I finally took the bait. Can you teach me? What advice do you have? Your play is awesome - please show me how you do it? I'd been saying I was too busy. Or not a good coach. Or not good enough to teach. Or thanks, but my play is really nothing special. Or whatever, as these requests meandered in, but someone or other made me laugh and I thought I saw some real potential in their play: And so I finally took the bait, and on the great all-round chess site Chess World I set up a coaching game with them (there is a superb facility for this there).
I found I enjoyed it - the dispensing of advice, the appreciation that came in return - and in no time my pool of students had swollen, I was trying to explain about doubled-pawns here, opening principles there, checking for checks and captures, recommending books on basic tactics all over the place, setting tests about pawn-structure undermining that no-one understood, and generally failing to teach anyone anything, as evidenced by the complete lack of increase in any of my students' grades over the following months. (I did manage to almost teach one student Légal's Trap, and was feeling pretty proud of the fact until he captured on e5 in the diagram to the right.)
Eventually my enjoyment turned to puzzlement. Why was I such a bad coach? I had no answer, shrugged, and accepted another invitation to a coaching game, where I found a grateful beginner asking me for any general basics about how to play the game. Of course, I thought, and went to paste a link to a long list of basic chess wisdom I have discovered, no longer on-line but similar to the 100 Tips for Better Chess that can be found
35. If the centre is blocked, don’t automatically castle.- and so on, from 1 up to 100?

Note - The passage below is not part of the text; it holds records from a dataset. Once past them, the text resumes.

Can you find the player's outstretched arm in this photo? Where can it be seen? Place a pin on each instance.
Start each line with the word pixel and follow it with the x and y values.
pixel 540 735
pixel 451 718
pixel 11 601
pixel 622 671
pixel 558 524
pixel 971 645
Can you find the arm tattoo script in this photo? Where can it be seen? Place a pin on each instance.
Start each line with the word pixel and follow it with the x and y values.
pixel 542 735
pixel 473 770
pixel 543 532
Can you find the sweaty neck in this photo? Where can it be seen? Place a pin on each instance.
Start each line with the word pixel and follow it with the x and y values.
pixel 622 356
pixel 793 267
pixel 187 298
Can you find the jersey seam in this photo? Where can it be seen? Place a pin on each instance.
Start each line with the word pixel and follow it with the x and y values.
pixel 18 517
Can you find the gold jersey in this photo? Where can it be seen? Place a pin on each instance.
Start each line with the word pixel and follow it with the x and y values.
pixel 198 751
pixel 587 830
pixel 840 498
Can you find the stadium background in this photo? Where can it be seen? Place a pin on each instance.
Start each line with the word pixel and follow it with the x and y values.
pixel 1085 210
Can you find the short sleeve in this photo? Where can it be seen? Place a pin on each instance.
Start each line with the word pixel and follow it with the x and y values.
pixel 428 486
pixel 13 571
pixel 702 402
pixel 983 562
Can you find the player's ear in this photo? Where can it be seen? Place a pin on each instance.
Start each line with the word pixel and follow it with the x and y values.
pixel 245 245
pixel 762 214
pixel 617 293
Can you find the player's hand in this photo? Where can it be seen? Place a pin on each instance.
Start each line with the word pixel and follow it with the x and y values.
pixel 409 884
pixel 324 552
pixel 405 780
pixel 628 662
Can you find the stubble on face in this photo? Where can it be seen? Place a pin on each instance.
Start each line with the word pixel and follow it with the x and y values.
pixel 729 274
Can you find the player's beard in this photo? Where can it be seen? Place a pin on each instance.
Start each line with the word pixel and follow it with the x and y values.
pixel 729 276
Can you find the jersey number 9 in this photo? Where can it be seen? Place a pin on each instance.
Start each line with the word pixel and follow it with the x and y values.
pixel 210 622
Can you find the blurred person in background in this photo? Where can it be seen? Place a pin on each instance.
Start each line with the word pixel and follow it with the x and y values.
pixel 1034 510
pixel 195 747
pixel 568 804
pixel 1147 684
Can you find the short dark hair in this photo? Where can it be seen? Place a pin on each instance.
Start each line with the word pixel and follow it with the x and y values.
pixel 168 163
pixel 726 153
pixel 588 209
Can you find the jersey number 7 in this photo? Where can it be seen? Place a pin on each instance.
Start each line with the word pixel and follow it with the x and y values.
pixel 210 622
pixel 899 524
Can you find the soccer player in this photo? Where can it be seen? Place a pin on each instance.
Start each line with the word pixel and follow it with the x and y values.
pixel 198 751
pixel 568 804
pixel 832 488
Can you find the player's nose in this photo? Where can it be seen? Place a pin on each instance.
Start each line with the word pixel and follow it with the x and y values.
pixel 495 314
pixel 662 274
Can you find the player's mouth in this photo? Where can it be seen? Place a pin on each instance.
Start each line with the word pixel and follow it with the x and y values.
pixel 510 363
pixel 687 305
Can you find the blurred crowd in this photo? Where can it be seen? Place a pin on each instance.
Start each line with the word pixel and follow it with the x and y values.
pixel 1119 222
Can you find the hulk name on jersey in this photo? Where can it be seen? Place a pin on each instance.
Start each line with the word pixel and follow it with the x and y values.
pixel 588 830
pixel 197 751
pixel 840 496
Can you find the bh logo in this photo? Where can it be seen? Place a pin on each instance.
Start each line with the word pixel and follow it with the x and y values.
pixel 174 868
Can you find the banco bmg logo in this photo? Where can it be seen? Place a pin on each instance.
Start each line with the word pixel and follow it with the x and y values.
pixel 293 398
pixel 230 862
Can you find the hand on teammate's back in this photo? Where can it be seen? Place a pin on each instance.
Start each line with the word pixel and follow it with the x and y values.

36. Trade pieces when you’re ahead in material, but not when you’re behind.
37. Trade pieces in cramped positions to create more space.
38. Trade pieces when under attack. This eases the pressure.
Mm. What if you're behind in material, and in a cramped position? Does it depend on whether you're under attack or not? Mm . . . I wondered what on earth I thought I was doing. Was I really suggesting he thought through each of the 100 pointers in each position he encountered, working out which mattered and which didn't? Could he really learn effectively about chess with such a cluttered vocabulary? Without looking at positions? And not only that, am I really claiming that the game of chess can be understood properly by such wordy descriptions? Are such simplifications really 'useful lies' or is that just plain patronizing? Can I really say to him, Here Is Chess Understanding, and point him in that direction? Can anyone else truthfully make that kind of claim?
Whatever the answers, coaching enabled me to rethink these issues in terms of my own game. I realized I tended to think too much in words at the board, and that one of my problems in the middlegame was confusion as a result of too much verbal thinking. Little wonder that the middlegame to me seemed less bequeathed by God, as the phrase goes, than by a demon. I would like to say it helped me "clarify" my views on chess, but actually I would say the opposite: it helped me disclarify my view on chess, in particular abandoning the simplicities of various mantras we teach beginners, the mantras we try to make ourselves believe in order to feel vaguely competent amongst the vast mysteries of the game. At the board for me, I suddenly realised I had a tendency to treat the game as made up of "parts" - small advantages and disadvantages that accumulate, dissipate, interact - than to treat the game as a "moving whole", as, say, those playing romantic-style chess or prophylaxis-based chess did. The foolish win of a pawn and lack of sense for the overall "spirit" of the resultant position in the game featured here from a few years ago is a reasonable example; this game from a tournament on the Sunday just gone offers a more recent contrast:
[I'm afraid the internet has deleted this game. It was game 3912 on chesspublisher.com]
Anyway, that is one way that coaching others helped me: the sheer fact of having to try to explain chess concepts forced me to rethink them afresh, and in doing so I discovered various problems of my own.
However, there is a second way that coaching others teaches us something. That is, in doing so we get to see errors-in-action at a simpler level, and so we come to understand our own problems better. There is something of a Russian Dolls structure at work in chess, where the errors of a novice are simple versions of the errors Grandmasters make. Sometimes we can learn more about the nature of errors in chess by looking at them in miniature rather than at massive scale. This is something coaching provides. It is easy to imagine various plausible lessons one might take home from coaching that fit into this picture: you can see players play positionally well, but collapse amidst tactical complications. You see opening specialists play perfectly until the middlegame, when they fall apart. And so on. My point is that we are familiar with all sorts of errors in chess, but by trying to really help someone sort out theirs, we get a far better feeling for what those errors really are and how difficult they are to overcome. And in doing so, we can turn our learning back on ourselves. In tomorrow's piece about advice I intend to provide an example of this. (I consider advice linked to coaching, but different.)
So, my conclusions for today are:
- because chess coaching is extremely difficult to do successfully, the coach gets to rethink his or her own chess, and thus discover things to improve
- because during chess coaching the coach witnesses simpler versions of errors they make, they come to better understand their own problems in chess
- sometimes - perhaps more often than not - chess improvement will happen entirely by accident; I did not try to coach others with the intention of improving my own game at the expense of theirs.